Increasingly, empirical research has suggested that Space Syntax can assess the “accessibility and social effects” of space but the publicness of POS does not totally depend on it. Thus, a combination of Space Syntax and other tools would be more reasonable in assessing publicness
[26]. For instance, Shen and Karimi (2016) combined Space Syntax, POIs and social media data to identify urban function connectivity so as to identify the urban regions with a high level of publicness
[25]. Remarkably, Varna and Damiano (2013) have introduced the concept of pairing Space Syntax with the Star Model for visualizing and better assessing the publicness of POS
[36] (
Figure 1). In this way, Space Syntax as a quantitative tool is hypothesized to compensate for the shortness of the Star Model. For instance, in the assessment of the physical configuration, the “centrality and connectedness” indicators proposed by the Star Model could be represented by “Integration” in the Space Syntax. “Visual permeability” and the “Thresholds and gateways” are both indicators that have a close relationship with syntactic variables in Space Syntax.
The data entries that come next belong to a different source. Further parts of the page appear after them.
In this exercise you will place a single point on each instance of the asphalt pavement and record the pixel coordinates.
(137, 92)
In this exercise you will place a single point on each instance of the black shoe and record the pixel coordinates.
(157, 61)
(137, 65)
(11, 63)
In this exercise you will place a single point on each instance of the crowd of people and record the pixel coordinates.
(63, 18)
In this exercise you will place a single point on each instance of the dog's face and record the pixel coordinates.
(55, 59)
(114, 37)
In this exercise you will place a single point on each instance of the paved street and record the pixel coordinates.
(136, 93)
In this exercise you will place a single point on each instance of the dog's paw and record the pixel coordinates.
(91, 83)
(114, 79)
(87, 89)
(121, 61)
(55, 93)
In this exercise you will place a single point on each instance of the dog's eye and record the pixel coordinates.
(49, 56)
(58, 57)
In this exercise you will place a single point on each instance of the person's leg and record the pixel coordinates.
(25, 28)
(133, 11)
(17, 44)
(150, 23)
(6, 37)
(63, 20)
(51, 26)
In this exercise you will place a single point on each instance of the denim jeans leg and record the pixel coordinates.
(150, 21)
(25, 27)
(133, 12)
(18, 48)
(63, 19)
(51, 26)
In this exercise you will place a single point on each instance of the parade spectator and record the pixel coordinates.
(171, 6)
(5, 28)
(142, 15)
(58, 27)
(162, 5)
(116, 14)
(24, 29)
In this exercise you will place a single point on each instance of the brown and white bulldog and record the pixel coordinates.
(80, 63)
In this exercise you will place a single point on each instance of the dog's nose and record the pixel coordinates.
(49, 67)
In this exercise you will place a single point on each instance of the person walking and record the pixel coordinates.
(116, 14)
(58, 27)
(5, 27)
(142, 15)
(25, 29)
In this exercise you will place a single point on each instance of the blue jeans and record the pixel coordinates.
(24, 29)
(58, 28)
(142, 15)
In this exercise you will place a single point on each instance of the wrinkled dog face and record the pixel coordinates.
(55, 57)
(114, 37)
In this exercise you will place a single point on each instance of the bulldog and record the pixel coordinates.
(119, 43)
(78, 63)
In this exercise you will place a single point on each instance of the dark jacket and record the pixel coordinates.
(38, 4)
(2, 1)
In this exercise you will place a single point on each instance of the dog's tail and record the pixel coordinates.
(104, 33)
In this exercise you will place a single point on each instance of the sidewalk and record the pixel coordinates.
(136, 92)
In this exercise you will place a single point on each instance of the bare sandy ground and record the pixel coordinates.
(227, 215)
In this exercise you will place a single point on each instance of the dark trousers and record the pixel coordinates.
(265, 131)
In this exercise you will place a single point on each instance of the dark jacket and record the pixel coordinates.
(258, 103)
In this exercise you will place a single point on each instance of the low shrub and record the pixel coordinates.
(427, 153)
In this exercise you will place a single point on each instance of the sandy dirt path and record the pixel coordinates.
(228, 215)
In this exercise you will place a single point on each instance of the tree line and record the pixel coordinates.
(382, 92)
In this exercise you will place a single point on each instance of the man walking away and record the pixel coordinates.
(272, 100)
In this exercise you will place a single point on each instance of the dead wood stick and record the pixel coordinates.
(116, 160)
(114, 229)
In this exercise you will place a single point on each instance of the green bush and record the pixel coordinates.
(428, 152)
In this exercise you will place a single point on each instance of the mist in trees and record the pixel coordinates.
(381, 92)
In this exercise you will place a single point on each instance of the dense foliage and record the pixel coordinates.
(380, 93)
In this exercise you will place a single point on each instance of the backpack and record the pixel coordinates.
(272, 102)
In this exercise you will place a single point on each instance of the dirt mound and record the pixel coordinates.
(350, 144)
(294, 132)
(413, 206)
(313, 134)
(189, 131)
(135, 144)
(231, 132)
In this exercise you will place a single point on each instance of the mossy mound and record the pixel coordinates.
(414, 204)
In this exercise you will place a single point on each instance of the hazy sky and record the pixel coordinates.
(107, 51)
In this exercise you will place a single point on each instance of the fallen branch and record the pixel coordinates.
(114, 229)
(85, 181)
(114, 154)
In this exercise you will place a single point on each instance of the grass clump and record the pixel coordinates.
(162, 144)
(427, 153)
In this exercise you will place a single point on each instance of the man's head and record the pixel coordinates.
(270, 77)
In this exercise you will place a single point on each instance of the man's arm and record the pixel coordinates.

While in the Star Model, these indicators are scored by observation and absolute scales, Space Syntax outperformed it by computer simulation. Conversely, the determination of social activities is complex and relates to more than just spatial configuration. Computer simulation, which can produce scientific prediction such as “negative correlation, non-linear correlation and no significant correlation” between spatial configuration and human behavior, is useful for the study of social activities, e.g., leisure walking
[30][31][32][37].
Figure 1. The Star Model of Public Space and indicators for each meta-theme. Source: Varna & Damiano
[36].
Integrating Space Syntax with the traditional analytical framework of publicness for assessing the quality of POS has been verified to be a more scientific method. However, prior research has two shortages: (1) the concept has not yet been transformed into a practical tool for actual urban planning and urban design projects. Although there are few studies combining Space Syntax with the Star Model, these studies did not verify the assessment results with the actual use of POS. Meanwhile, there is a lack of evaluation studies on urban renewal. (2) The use of the tools has not achieved precision. They can only compare the overall situation of different cases, which limits their application to guiding spatial design. From this perspective, this research aims to improve the combined use of Space Syntax (which provides quantitative results) and Star Model (which considers non-configurative factors) in the publicness assessment of POS.